パニック描写書くの楽しすぎて話が全然進まない!


「おや、またあんたかえ。最近、何かと物騒じゃからのう。気のせいかもしれんが、地面の下で何かが動いてる気配を感じるんじゃよ。地震も妙に多くなっておるし、何か悪いことが起こる前兆でなければいいんじゃが。ほっほっほ」


 日課となったほっほっほ婆さんとの語らいを終え、ギルドで今後の仕事について話し合いをしている途中、「それ」は起こった。


 バァン、と音を立ててギルドの扉が弾けるように開き、一人の男がギルド内に転がり込んでくる。


 彼は周りから向けられた奇異の視線にも気付いた様子もなく、鬼気迫った表情で口を開いた。


「そ、そと! そとに、あ、あ、あ、あ、あっ……」


 逸る気持ちだけが先行しているのか、男は外を指さしながら要領の得ない言葉を繰り返し、それから大きく息を吸って、こう叫んだ。



「アリだー!!」



 端的かつ意味不明な叫びに、騒がしかったギルド内が一瞬にして静まり返る。

 みなが戸惑いに動きを止める中で、


「来た、か!」


 俺はにぃと唇の端を歪め、男の脇を抜けるようにして、ギルドの外にいち早く飛び出した。

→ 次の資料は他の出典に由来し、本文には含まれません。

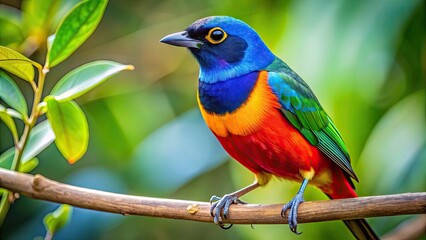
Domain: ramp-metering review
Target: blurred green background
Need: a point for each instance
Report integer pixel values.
(365, 60)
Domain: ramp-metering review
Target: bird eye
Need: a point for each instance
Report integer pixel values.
(216, 35)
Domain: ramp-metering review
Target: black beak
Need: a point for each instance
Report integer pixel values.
(181, 39)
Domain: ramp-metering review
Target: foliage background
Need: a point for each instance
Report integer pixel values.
(365, 60)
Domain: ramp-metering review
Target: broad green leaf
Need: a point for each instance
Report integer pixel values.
(40, 138)
(70, 127)
(14, 113)
(75, 28)
(55, 220)
(85, 78)
(11, 94)
(38, 15)
(8, 120)
(11, 29)
(29, 165)
(16, 63)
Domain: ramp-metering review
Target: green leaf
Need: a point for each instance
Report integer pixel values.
(55, 220)
(29, 165)
(7, 119)
(38, 15)
(70, 127)
(75, 28)
(40, 138)
(85, 78)
(16, 63)
(11, 94)
(11, 29)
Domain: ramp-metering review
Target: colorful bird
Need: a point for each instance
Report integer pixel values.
(266, 117)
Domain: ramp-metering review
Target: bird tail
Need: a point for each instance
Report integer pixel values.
(361, 229)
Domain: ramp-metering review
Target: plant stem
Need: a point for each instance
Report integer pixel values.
(20, 145)
(4, 205)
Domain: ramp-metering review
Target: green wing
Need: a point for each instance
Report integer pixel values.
(303, 110)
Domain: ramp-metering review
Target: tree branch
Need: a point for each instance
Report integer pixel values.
(39, 187)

 つんのめるようにして建物の外に出ると、そこには想像していた通りの光景が広がっていた。


 活気にあふれたフリーレアの街並み。

 そのそこかしこに地中から穴があけられ、そこから黒いナニカ……触角までふくめれば全長一メートルにも及ぶほどの巨大なアリが、何匹も這い出してきていた。


 街の人々は悲鳴をあげ、逃げまどう。

 だが、それだけではない。


 地上に出てきたアリは、身体を折り曲げるようにしてその尻を建物や街の人々に向け、そこから黄色の粘液を発射した。

 逃げ遅れた人々は、その液体が放物線を描いて飛んでくるのを、ただ呆然と眺めていた。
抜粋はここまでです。